Я прогнал прочь эти образы, кряхтя, поднялся с кресла и заставил себя снова обойти квартиру, но на этот раз при полном освещении. Еще подростком, когда я ходил здесь в темноте или в полумраке, мне виделись родственники отца и матери, которых я когда-то знал лично или по фотографиям. Они умерли во время войны, в этом я был уверен, даже когда они выглядывали из углов, прятались за дверью, за шкафом. Когда я обнаруживал их, они прикладывали палец к губам, подмигивали и беззвучно смеялись. Потом этот период в моей жизни кончился, но сейчас я помнил больше покойников, чем когда был ребенком, – за прошедшие годы многие мои друзья и знакомые умерли от тяжелых болезней, и тревог у меня прибавилось, так что даже сейчас, у себя в Милане, я просыпался от ужаса, уверенный, что в квартиру влезли воры и убийцы; бродил по комнатам, не в состоянии заснуть, и вздрагивал, увидев на стене тень дерева, качавшегося от ветра во дворе. Надо побороть навязчивые страхи, сказал я себе, сейчас не до призраков, пора подумать о том, что большая часть жизни прожита и сейчас я сам неотвратимо приближаюсь к смерти, быть может, уже завтра-послезавтра Марио найдет мое тело на полу, у раскрытого шкафа или в одном из темных углов этого дома. Сколько видений способен породить мозг, растревоженный нахлынувшими эмоциями!
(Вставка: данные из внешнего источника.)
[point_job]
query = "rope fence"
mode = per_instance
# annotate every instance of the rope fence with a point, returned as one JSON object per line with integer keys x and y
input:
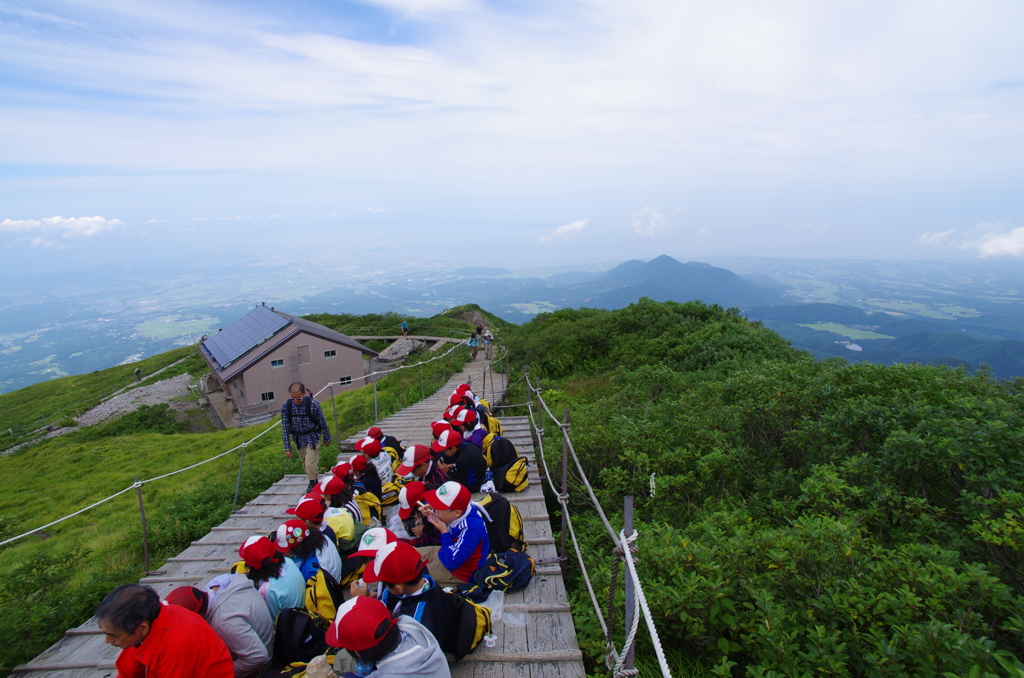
{"x": 620, "y": 663}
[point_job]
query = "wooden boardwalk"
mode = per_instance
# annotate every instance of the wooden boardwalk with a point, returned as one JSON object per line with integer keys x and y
{"x": 538, "y": 640}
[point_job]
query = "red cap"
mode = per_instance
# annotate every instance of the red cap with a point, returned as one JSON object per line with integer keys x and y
{"x": 342, "y": 469}
{"x": 255, "y": 550}
{"x": 369, "y": 447}
{"x": 290, "y": 534}
{"x": 332, "y": 484}
{"x": 360, "y": 624}
{"x": 396, "y": 562}
{"x": 446, "y": 439}
{"x": 196, "y": 600}
{"x": 465, "y": 416}
{"x": 451, "y": 496}
{"x": 310, "y": 507}
{"x": 408, "y": 499}
{"x": 374, "y": 539}
{"x": 415, "y": 455}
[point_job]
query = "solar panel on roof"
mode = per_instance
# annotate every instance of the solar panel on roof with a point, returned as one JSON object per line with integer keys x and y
{"x": 251, "y": 330}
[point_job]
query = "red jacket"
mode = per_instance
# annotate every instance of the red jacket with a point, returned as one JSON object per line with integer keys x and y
{"x": 180, "y": 644}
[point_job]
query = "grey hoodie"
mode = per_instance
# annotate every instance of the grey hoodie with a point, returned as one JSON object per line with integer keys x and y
{"x": 241, "y": 618}
{"x": 417, "y": 654}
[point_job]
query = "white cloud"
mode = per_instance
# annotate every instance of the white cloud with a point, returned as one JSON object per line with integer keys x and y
{"x": 1005, "y": 244}
{"x": 565, "y": 231}
{"x": 942, "y": 238}
{"x": 218, "y": 218}
{"x": 987, "y": 239}
{"x": 648, "y": 221}
{"x": 807, "y": 225}
{"x": 82, "y": 226}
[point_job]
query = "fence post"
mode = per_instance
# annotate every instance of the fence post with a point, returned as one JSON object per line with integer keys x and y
{"x": 238, "y": 481}
{"x": 565, "y": 485}
{"x": 337, "y": 429}
{"x": 145, "y": 536}
{"x": 628, "y": 519}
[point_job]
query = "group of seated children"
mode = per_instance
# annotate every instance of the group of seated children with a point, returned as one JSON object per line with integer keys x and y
{"x": 400, "y": 615}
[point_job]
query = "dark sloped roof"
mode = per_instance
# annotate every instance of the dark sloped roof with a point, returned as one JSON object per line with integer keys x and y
{"x": 238, "y": 338}
{"x": 292, "y": 327}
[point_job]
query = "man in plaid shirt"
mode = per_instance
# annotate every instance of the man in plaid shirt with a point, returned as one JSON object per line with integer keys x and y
{"x": 302, "y": 418}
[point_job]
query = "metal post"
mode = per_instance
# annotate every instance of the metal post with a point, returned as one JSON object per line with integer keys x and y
{"x": 337, "y": 429}
{"x": 238, "y": 481}
{"x": 145, "y": 536}
{"x": 628, "y": 518}
{"x": 565, "y": 485}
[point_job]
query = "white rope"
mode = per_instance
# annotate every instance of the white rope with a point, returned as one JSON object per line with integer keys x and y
{"x": 187, "y": 468}
{"x": 576, "y": 459}
{"x": 563, "y": 500}
{"x": 642, "y": 600}
{"x": 137, "y": 483}
{"x": 615, "y": 661}
{"x": 33, "y": 532}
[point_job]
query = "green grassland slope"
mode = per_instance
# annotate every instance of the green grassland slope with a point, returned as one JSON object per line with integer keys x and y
{"x": 53, "y": 579}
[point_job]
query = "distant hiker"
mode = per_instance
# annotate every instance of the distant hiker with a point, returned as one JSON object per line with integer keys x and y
{"x": 237, "y": 611}
{"x": 302, "y": 418}
{"x": 158, "y": 640}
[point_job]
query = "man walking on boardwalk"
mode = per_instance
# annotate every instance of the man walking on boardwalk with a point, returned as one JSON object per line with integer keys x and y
{"x": 302, "y": 418}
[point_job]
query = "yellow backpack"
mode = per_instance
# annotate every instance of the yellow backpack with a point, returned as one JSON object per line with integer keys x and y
{"x": 389, "y": 493}
{"x": 324, "y": 595}
{"x": 371, "y": 508}
{"x": 512, "y": 477}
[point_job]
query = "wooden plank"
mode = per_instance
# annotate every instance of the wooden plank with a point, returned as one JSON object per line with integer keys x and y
{"x": 518, "y": 658}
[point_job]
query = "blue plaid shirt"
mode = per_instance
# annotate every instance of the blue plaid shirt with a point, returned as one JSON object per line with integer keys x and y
{"x": 312, "y": 427}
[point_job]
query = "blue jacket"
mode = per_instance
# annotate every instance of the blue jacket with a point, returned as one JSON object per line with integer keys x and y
{"x": 465, "y": 546}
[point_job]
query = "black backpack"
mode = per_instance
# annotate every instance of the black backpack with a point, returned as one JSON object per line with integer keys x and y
{"x": 299, "y": 637}
{"x": 308, "y": 403}
{"x": 505, "y": 531}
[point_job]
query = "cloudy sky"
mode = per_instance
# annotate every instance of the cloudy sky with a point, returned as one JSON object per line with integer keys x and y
{"x": 503, "y": 132}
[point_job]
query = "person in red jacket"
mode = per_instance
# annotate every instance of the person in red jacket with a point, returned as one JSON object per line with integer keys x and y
{"x": 158, "y": 640}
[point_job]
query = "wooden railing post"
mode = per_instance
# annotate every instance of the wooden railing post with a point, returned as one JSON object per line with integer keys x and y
{"x": 628, "y": 519}
{"x": 565, "y": 485}
{"x": 145, "y": 536}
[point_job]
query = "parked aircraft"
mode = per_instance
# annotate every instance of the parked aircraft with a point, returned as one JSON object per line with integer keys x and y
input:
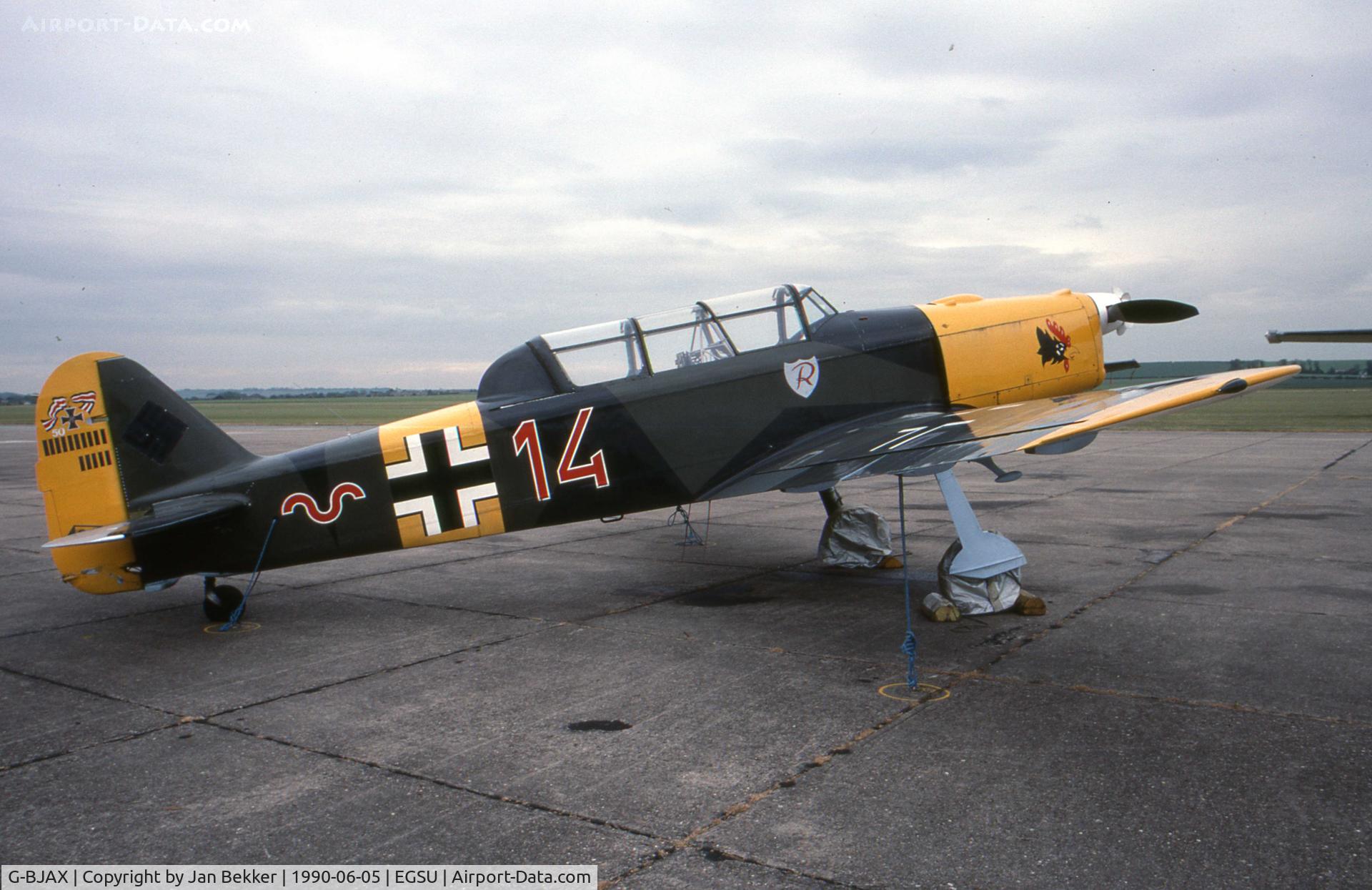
{"x": 769, "y": 389}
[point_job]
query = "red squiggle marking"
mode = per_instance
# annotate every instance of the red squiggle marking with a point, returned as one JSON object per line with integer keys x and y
{"x": 312, "y": 508}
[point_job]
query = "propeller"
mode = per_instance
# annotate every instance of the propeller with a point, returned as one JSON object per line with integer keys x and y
{"x": 1149, "y": 311}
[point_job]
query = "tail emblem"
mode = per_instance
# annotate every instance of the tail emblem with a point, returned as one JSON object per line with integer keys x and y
{"x": 312, "y": 507}
{"x": 66, "y": 414}
{"x": 1053, "y": 345}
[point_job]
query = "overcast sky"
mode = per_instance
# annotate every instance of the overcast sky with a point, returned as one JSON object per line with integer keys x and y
{"x": 393, "y": 195}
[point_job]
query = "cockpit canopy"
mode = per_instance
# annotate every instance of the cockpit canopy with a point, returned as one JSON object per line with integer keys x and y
{"x": 708, "y": 331}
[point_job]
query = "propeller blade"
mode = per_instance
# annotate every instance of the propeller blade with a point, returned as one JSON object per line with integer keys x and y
{"x": 1150, "y": 311}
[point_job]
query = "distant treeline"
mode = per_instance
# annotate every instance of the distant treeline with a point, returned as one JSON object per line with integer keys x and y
{"x": 312, "y": 393}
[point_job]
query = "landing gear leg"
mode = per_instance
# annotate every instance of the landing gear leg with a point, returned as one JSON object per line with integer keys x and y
{"x": 220, "y": 600}
{"x": 980, "y": 572}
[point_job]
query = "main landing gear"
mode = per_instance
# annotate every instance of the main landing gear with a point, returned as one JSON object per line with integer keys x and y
{"x": 980, "y": 572}
{"x": 220, "y": 600}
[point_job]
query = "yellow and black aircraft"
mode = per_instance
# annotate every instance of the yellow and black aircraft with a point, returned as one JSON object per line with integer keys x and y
{"x": 770, "y": 389}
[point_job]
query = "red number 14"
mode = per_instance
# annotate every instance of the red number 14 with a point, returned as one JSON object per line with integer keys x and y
{"x": 527, "y": 441}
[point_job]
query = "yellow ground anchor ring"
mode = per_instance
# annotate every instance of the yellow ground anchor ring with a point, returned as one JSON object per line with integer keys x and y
{"x": 243, "y": 627}
{"x": 928, "y": 688}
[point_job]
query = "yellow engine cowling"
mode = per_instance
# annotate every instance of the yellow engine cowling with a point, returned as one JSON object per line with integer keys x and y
{"x": 996, "y": 352}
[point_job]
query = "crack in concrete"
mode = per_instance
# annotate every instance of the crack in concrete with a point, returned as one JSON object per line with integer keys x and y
{"x": 1164, "y": 699}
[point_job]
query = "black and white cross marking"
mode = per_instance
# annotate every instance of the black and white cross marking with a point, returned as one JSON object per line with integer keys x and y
{"x": 441, "y": 480}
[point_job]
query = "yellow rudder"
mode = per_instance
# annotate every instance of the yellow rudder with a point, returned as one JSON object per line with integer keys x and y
{"x": 79, "y": 477}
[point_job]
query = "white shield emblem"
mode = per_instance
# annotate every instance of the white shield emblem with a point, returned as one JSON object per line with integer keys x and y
{"x": 802, "y": 375}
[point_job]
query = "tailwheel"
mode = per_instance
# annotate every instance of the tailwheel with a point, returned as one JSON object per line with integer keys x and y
{"x": 220, "y": 602}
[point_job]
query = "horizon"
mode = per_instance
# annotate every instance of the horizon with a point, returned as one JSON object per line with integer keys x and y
{"x": 356, "y": 195}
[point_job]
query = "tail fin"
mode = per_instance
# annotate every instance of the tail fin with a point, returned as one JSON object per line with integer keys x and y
{"x": 110, "y": 438}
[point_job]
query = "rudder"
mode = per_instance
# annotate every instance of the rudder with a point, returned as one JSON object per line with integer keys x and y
{"x": 111, "y": 437}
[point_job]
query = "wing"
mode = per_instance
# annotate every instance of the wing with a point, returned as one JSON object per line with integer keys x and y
{"x": 921, "y": 441}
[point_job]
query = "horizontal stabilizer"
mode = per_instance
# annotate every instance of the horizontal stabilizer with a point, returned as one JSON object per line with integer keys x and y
{"x": 165, "y": 515}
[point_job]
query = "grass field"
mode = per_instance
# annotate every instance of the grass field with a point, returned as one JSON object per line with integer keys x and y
{"x": 1279, "y": 408}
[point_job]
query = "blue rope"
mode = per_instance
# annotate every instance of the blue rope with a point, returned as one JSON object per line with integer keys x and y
{"x": 257, "y": 570}
{"x": 910, "y": 646}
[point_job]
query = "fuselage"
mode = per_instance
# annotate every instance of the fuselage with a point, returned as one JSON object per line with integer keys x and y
{"x": 559, "y": 433}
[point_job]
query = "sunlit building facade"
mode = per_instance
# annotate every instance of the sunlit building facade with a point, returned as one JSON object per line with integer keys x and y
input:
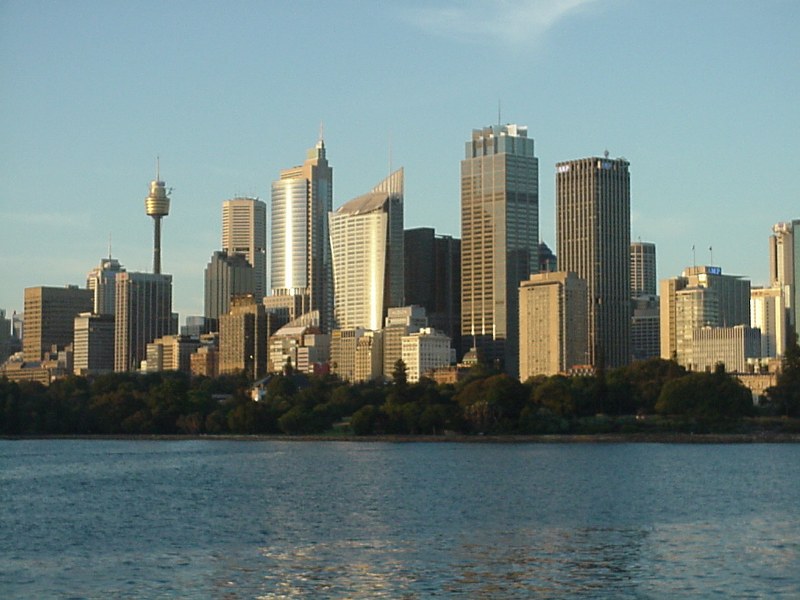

Этот мальчик не боялся темноты; но, возможно, после нашей с ним совместной жизни будет бояться, что ему явится мой призрак.
Меня клонило в сон, и не было сил работать. Я удостоверился, что единственное привидение, бродящее по дому, – это я сам и что к нам не забрались воришки, уставшие голодать, или наемные убийцы, посланные каморрой. Закрыл газовый кран, закрыл на цепочку и запер на два оборота входную дверь. Надо оставить ее запертой на весь день, подумал я: правда, дверная ручка расположена высоко, но, если Марио влезет на стул, он с его умелыми ручонками вполне сможет ее открыть и отправиться к своему так называемому другу на второй этаж. Я обошел квартиру еще раз, в обратном направлении, и всюду гасил свет. Когда я ложился в постель, стараясь не споткнуться о разбросанные на полу игрушки, мне подумалось, что нет причин бояться привидений – все они остались в старой квартире моего детства. В полусне я представил ее себе в виде карниза, огибающего жилье, где сейчас находимся мы с Марио. Я видел этих призраков и смог бы их зарисовать, но только находясь в таком месте, где я был бы в безопасности; старая квартира и квартира сегодняшняя были двумя обособленными пространствами, которые не пересекались. Когда я зажигал свет в сегодняшней квартире, призраки исчезали вместе с темнотой; а когда я, как вот сейчас, выключал последний оставшийся источник света и натягивал на голову одеяло, передо мной вставали освещенные комнаты старой квартиры и все ее обитатели со всем тем, что я вытеснил из моей личности; они являлись передо мной, словно инертная материя, которая, согласно измышлениям древних ученых, должна была вскоре превратиться в живую, хищную грязь.